Somalia <<soh MAH lee uh>> is the easternmost country on the mainland of Africa. Its coastline forms the outer edge of the “horn” of Africa. The coast lies along the Gulf of Aden and the Indian Ocean. Somalia borders the countries of Djibouti, Ethiopia, and Kenya. Mogadishu is the capital and largest city.
Dry, grassy plains cover most of Somalia. A mountain ridge rises in the north. The weather is hot and dry the year around. There are often droughts, or times when no rain falls. Most of the land is good only for feeding animals, but some crops are grown near the rivers in the south.
Most Somalis belong to one of the four clans, or family groups, known as the Samaal. The Samaal are mostly nomads—people who move from place to place, feeding their herds of animals. The members of two other clans, called the Sab, live along the rivers in southern Somalia and farm for a living. Almost all of Somalia’s clans share the same language, culture, and religion, but there has been much fighting between the groups.
Somalia has very few natural resources and little industry. Its economy is based on the herding of camels, cattle, goats, and sheep. Bananas are grown on large farms called plantations along the rivers in the south.

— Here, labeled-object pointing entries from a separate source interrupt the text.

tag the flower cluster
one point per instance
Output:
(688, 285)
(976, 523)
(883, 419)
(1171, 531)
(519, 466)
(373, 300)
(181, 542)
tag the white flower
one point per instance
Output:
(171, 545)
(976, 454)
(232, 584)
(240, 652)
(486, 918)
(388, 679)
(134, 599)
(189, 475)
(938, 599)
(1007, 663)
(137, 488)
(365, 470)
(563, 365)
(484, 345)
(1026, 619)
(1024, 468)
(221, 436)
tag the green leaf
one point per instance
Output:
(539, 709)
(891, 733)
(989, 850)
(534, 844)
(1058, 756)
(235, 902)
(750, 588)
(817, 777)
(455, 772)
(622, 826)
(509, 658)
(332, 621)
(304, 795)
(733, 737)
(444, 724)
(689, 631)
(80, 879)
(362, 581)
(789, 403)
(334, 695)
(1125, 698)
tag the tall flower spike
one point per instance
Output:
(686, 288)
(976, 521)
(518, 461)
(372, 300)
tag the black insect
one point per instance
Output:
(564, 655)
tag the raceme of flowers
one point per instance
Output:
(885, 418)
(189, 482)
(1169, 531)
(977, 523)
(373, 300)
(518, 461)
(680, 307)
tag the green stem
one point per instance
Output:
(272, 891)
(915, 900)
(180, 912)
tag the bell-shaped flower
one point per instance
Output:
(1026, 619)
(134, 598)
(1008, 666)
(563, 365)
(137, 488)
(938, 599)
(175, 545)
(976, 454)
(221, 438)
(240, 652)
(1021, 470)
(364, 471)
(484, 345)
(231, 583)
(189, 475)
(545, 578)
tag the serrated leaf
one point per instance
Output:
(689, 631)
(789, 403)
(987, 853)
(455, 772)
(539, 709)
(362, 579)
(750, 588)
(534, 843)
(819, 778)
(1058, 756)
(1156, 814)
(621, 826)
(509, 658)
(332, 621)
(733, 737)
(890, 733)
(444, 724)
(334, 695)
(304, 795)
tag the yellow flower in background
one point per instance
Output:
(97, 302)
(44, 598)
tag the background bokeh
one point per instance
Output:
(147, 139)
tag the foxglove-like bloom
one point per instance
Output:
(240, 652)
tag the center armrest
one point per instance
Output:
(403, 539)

The land that is now northern Somalia was well known in ancient times because it lay along a major trade route. This route connected the Mediterranean Sea and the Red Sea to the eastern lands of India and China.
In the 1800′s, the United Kingdom and Italy controlled the area that is now Somalia. In 1960, those countries gave their Somali territories independence. In the early 1990′s, drought and civil war resulted in widespread starvation, and the government collapsed. Fighting continued in the 2000′s. With no functioning government, Somalia became a haven for pirates and terrorists.